Kilas balik kemunculan dan penahbisan Kartini sebagai narasi yang saya
lakukan ini bisa menjelaskan bagaimana Kartini adalah "anak kesayangan
semua orang" bahkan sejak era kolonial Belanda.
Parafrase "anak kesayangan semua orang" ini perlu digarisbawahi untuk
menegaskan kekhususan posisi Kartini dalam historiografi Indonesia.
Kenapa? Karena setelah Indonesia merdeka, narasi ketokohan Kartini yang
dibikin Belanda ini tidak dihapuskan oleh para intelektual Indonesia.
Tidak banyak sosok yang dipuji dan disokong sedemikian rupa oleh
pemerintah kolonial dan pemerintah Indonesia merdeka sekaligus.

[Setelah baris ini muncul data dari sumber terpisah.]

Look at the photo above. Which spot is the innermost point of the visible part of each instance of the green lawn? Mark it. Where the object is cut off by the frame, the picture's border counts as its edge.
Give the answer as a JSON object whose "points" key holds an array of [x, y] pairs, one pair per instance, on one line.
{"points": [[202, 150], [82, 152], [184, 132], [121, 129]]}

Padahal, salah satu fase penting dalam perkembangan ilmu sejarah di
Indonesia adalah proyek nasionalisasi historiografi. Dalam proyek ini,
dekonstruksi terhadap sejarah Hindia Belanda dilakukan. Apa yang dulu
dalam sejarah kolonial dianggap sebagai pengacau dan perusuh (misalnya
Diponegoro), dalam proyek nasionalisasi historiografi ini
diputarbalikkan sedemikian rupa menjadi para pahlawan penuh jasa dan
sarat pahala.
Tetapi Kartini berbeda. Kartini tetap diperlakukan secara hormat walau
pun semua tahu narasi Kartini ini juga dimanfaatkan oleh pemerintah
kolonial dalam kampanye keberhasilan politik etis mereka.

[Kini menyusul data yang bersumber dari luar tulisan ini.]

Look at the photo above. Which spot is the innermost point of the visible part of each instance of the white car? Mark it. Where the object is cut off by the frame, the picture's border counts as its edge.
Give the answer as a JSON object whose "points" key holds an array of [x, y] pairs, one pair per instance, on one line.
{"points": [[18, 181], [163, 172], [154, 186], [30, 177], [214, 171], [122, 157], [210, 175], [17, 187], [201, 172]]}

Yang dilakukan oleh para intelektual Indonesia pasca-kolonial bukan
menghapuskan narasi Kartini, tapi mengambilalihnya, lantas memodifikasi
sedemikian rupa dan ujung-ujungnya sama: Kartini semakin kokoh sebagai
narasi.
Inilah Kartini yang dibentuk, disunting dan direka-ulang oleh mereka
yang merasa berkepentingan terhadapnya. Dan Kartini tak bisa melawan
atau menanggapi pembentukan narasi tentangnya. Dia sudah terbujur kaku
di kuburnya. Yang tersisa tinggal cerita — dan dalam hal Kartini, ini
jenis cerita yang belum usai.
Bagaimana cara modifikasi terhadap Kartini sebagai narasi ini dilakukan
di masa pasca-kolonial? Akan saya uraikan dalam artikel berikutnya.
*Zen RS, Sastrawan penulis buku 'Pengakuan Para Sastrawan Dunia Pemenang Nobel'.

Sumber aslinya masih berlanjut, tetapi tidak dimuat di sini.